Rencontre avec Dalhia Mahot, disquaire Exit Music For A Drink à Angers, par Pascal Bussy. 



Exit Music For A Drink

4 bis rue Bodinier
49100 Angers

exitmusicforadrink@gmail.com

09 54 75 93 17



La « douceur angevine » qu’évoquait Joachim du Bellay à l’époque de la Renaissance dans son sonnet Heureux qui comme Ulysse s’est perpétuée jusqu’à aujourd’hui. Et si Angers est dans le peloton de tête des cités de France où il fait bon vivre, c’est sûrement aussi à cause de la musique. Le Chabada, la SMAC (Scène de musiques actuelles) n’y est pas pour rien, sans oublier les groupes qui y ont vu le jour, avec en tête Lo’Jo et les Thugs dans les années quatre-vingt, Zenzile dix ans plus tard, puis Pony Pony Run Run plus récemment. Autres centres névralgiques, les quatre ou cinq disquaires de la ville et tout spécialement Exit Music For A Drink, pour au moins trois raisons.

Exit Music For A Drink : un lieu de vie angevin

D’abord, il flotte dans ce magasin au nom choisi en référence à Radiohead un esprit d’aventure, et il fait bon y venir flâner et découvrir. Ensuite, c’est un disquaire généraliste autant qu’un café avec un bar et même un coin salon ; les noms des bacs de disques (« punk & post-punk », « classique / contemporain », « expérimental / bruitisme », etc.) sont inscrits sur des ardoises, comme autant de clins d’œil au grand panneau au-dessus du comptoir où sont répertoriés les boissons et… les sorties de la semaine. Enfin, il est l’un des rares en France qui soit dirigé par une femme, la mélomane Dalhia Mahot, qui n’a pas sa langue dans sa poche quand il s’agit de raconter son quotidien et notamment les relations avec ses fournisseurs.
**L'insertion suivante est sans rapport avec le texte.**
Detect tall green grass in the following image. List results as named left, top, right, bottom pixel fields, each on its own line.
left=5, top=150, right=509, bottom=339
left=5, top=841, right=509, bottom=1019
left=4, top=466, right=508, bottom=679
En dehors de l’accueil des clients, le gros de ma journée est consacré à la recherche des références, à la mise en rayons et à la logistique des commandes ; côté distributeurs, il n’y en a qu’une poignée qui fait vraiment le job, comme Big Wax, Pias et L’Autre Distribution, tandis qu’avec les majors tout se passe avec des bons de commande, c’est assez anonyme et c’est dommage.

Dalhia Mahot

Pendant la longue période de pandémie, Dalhia raconte avoir eu beaucoup de stress durant le premier confinement, alors que lors du second les aides du CNM et du fonds de solidarité ont facilité les choses. Elle raconte en souriant :

On s’est enfin sentis soutenus, c’était génial que le magasin soit considéré comme un maillon de toute la chaîne de la culture… Et puis, le « click & collect » a contribué à nous maintenir à flot, pour nous c’était une manière d’affirmer que « oui, on est toujours là ! », et pour pas mal de nos fidèles, c’était parfois leur seule sortie de la journée… »

Dalhia Mahot

Et aujourd’hui que la vie normale reprend peu à peu, le travail a-t-il changé ? En fait, pas tant que ça, répond la patronne militante, la seule grosse différence c’est le site internet où il y a beaucoup plus de commandes qu’avant, bien sûr c’est bon pour le chiffre mais c’est tout de même très impersonnel…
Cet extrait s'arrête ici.